“Year Of The Snitch” dei Death Grips è un album che stordisce sin dal primissimo ascolto. In appena 37 minuti MC Ride, Zach Hill e Andy Morin ci vomitano addosso tonnellate di suoni spezzettati e ricomposti alla rinfusa. Un frullato di canzoni che, nonostante l’apparente assenza di qualsiasi tipo di logica o struttura, sembra avere uno scopo ben preciso: tradurre in musica la confusione che domina incontrastata nella rete.
Non aspettatevi però nessun atteggiamento critico da parte del trio di Sacramento: il loro approccio a internet è quello tipico dei troll che affollano piattaforme diffusissime negli Stati Uniti come Reddit o 4chan, (cyber)terre di nessuno dove milioni di utenti, quasi sempre anonimi, pubblicano qualsiasi cosa gli passi per la mente senza avere troppa paura di essere censurati o bannati. è proprio in questi angoli più o meno oscuri del web che spesso prendono forma e si trasformano in tendenze tutti quei meme che infestano le nostre home di Facebook e Twitter.

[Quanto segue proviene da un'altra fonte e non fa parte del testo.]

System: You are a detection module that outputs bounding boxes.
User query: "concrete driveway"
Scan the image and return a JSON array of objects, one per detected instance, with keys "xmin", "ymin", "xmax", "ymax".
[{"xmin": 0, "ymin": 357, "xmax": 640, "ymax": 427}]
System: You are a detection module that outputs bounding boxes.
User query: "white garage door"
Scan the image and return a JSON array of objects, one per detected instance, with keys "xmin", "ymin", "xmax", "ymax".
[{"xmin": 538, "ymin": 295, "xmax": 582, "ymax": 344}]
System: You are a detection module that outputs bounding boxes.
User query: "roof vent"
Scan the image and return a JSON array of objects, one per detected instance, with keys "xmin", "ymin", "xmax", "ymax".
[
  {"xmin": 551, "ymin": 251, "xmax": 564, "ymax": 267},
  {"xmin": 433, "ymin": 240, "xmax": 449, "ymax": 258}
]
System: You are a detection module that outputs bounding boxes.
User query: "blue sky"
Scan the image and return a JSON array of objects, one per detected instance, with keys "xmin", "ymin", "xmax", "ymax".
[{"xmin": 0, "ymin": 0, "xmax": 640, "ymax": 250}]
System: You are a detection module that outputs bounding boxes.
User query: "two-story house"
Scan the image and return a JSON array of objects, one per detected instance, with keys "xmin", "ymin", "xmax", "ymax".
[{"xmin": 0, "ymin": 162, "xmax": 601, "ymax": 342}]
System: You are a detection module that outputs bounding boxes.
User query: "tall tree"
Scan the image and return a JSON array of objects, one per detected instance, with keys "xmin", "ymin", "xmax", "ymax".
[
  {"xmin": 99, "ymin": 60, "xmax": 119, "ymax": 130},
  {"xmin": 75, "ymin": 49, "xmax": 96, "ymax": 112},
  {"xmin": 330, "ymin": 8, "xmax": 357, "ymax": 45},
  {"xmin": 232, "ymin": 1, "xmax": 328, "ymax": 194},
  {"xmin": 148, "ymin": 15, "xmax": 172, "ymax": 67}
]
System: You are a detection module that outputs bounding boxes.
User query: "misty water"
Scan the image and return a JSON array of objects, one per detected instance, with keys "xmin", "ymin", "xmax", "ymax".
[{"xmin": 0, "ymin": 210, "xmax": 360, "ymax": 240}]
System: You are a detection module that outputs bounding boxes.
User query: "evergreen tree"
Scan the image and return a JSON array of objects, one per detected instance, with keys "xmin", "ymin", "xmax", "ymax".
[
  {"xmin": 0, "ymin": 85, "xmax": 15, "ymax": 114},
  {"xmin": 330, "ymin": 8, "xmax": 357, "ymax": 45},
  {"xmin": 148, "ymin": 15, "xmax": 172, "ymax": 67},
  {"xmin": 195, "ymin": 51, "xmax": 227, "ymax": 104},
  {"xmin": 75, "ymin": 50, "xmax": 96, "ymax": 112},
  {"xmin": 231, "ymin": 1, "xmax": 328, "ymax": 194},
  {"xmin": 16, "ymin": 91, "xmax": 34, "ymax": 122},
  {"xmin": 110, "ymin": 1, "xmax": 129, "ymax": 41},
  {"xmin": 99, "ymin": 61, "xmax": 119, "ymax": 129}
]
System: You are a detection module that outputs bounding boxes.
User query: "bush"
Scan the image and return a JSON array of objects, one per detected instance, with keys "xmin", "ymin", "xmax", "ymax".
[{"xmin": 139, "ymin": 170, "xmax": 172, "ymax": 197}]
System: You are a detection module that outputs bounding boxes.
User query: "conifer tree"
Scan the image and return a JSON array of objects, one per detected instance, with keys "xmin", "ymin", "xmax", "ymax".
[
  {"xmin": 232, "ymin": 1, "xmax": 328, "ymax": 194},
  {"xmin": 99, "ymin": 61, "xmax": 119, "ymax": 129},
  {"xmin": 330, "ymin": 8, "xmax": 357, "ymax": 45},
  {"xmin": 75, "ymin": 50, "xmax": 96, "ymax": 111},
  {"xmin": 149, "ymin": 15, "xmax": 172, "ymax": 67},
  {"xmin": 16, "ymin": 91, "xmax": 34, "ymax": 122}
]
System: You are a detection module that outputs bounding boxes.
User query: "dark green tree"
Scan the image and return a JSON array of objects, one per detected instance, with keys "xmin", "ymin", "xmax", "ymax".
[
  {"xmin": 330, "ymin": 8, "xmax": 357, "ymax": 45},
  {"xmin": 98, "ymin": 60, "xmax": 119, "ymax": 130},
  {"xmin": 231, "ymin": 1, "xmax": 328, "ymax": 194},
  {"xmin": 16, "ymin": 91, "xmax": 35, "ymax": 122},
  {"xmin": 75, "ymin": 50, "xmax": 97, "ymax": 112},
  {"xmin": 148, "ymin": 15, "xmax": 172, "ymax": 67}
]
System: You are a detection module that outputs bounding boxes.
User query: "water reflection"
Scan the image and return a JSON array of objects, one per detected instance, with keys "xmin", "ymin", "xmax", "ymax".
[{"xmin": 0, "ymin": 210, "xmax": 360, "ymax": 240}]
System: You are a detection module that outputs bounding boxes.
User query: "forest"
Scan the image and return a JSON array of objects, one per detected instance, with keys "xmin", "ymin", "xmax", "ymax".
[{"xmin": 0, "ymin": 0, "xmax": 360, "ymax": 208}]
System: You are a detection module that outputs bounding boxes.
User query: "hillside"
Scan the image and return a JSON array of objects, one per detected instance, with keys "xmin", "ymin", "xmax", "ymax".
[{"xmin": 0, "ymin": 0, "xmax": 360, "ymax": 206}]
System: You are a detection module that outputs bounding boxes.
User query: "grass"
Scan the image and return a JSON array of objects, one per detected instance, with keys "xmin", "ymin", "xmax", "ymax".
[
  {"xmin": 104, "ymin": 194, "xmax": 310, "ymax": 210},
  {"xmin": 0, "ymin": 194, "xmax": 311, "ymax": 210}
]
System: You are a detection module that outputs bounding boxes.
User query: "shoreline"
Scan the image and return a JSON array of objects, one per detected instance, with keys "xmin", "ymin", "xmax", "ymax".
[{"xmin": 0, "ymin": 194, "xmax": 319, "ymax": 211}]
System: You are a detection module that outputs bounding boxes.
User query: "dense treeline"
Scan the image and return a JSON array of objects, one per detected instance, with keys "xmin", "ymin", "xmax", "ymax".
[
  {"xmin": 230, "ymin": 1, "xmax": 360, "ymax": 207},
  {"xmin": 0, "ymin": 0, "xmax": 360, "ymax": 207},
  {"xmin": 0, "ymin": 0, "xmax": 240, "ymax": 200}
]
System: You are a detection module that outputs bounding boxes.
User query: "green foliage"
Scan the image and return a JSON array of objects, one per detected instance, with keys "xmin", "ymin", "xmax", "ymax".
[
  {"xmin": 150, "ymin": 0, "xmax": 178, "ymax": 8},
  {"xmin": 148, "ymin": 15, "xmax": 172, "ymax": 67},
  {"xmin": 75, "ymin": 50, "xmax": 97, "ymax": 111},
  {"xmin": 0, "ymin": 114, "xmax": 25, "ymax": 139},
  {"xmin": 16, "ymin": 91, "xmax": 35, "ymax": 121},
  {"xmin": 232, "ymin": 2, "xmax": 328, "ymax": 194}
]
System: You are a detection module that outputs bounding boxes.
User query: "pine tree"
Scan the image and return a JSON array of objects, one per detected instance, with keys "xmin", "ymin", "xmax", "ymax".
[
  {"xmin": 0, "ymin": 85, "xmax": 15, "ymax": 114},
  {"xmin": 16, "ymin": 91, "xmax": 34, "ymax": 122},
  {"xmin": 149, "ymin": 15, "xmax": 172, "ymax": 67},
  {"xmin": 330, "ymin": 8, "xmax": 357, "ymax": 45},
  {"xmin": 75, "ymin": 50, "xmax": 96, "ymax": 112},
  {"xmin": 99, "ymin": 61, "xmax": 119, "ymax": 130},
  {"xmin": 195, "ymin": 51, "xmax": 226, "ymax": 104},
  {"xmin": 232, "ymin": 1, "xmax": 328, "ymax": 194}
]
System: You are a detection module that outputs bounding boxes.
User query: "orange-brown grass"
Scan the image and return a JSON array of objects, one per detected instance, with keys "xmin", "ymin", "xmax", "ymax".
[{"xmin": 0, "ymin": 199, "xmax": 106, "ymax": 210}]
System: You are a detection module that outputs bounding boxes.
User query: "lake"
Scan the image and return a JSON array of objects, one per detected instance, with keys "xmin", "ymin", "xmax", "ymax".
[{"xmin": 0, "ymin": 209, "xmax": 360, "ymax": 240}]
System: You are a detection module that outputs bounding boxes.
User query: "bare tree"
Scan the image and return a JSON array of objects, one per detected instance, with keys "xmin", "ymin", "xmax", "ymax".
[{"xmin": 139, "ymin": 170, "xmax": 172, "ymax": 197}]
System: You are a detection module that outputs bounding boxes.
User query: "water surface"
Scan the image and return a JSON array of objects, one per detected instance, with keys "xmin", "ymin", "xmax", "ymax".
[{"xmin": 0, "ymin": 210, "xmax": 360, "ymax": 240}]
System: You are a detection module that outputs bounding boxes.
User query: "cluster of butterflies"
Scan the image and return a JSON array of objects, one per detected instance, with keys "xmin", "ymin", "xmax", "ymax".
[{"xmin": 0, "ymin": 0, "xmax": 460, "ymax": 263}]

Contenuti trash e nonsense che ci respingono e ci attraggono allo stesso tempo, mossi come siamo da quella curiosità ingorda e incontrollata che ci spinge a restare incollati per ore davanti agli schermi degli smartphone, passando in rassegna gli aggiornamenti di status di pagine o persone delle quali il più delle volte, in realtà , non ce ne frega assolutamente niente. La stessa sensazione di stordimento che si prova dopo aver trascorso giornate intere a navigare nell’immenso nulla dei social network la ritroviamo tra i solchi di questo disco, eccessivo e caciarone come solo le migliori opere a firma Death Grips sanno essere.
I frammenti di hip hop, trap, punk, industrial, digital hardcore ed elettronica “lurida” alla base della loro ormai comprovatissima ricetta vengono cuciti insieme dalle mani esperte di Hill e Morin, con il primo a disegnare trame ritmiche talmente complesse e interessanti da sfiorare, almeno a tratti, il rivoluzionario. In “Year Of The Snitch” la batteria e la drum machine rubano la scena persino a un indiavolatissimo e come al solito criptico MC Ride, le cui rime schizzano via come proiettili impazziti che si conficcano nell’impressionante, folle muro di rumore messo in piedi dai suoi due compagni di viaggio.
Nell’album c’è di tutto e di più: richiami alla rave music (“Death Grips Is Online”), forme depravate di trap (“Flies”, “Linda’s In Custody”, “Streaky”), sfuriate in salsa punk digitale (“Black Paint”, “Hahaha”), strane idee di psichedelia (“Dilemma”, “The Fear”), un esempio di free jazz sotto effetto di ecstasy (“The Horn Section”), un deragliante crossover tra Atari Teenage Riot e Napalm Death (“Shitshow”, con tanto di blast beat dall’effetto “copia e incolla”) e tanti, tanti passaggi di follia gratuita e fine a se stessa (“Little Richard”, “Disappointed”).
Decisamente troppa carne al fuoco, anche per gli standard ai quali ci hanno abituato i Death Grips. Ma è proprio questo è il bello di “Year Of The Snitch”: un album esagerato ed eccitante dal primo all’ultimo minuto, dispersivo e pieno zeppo di “scemenze” divertenti come i nostri (amati?) social network.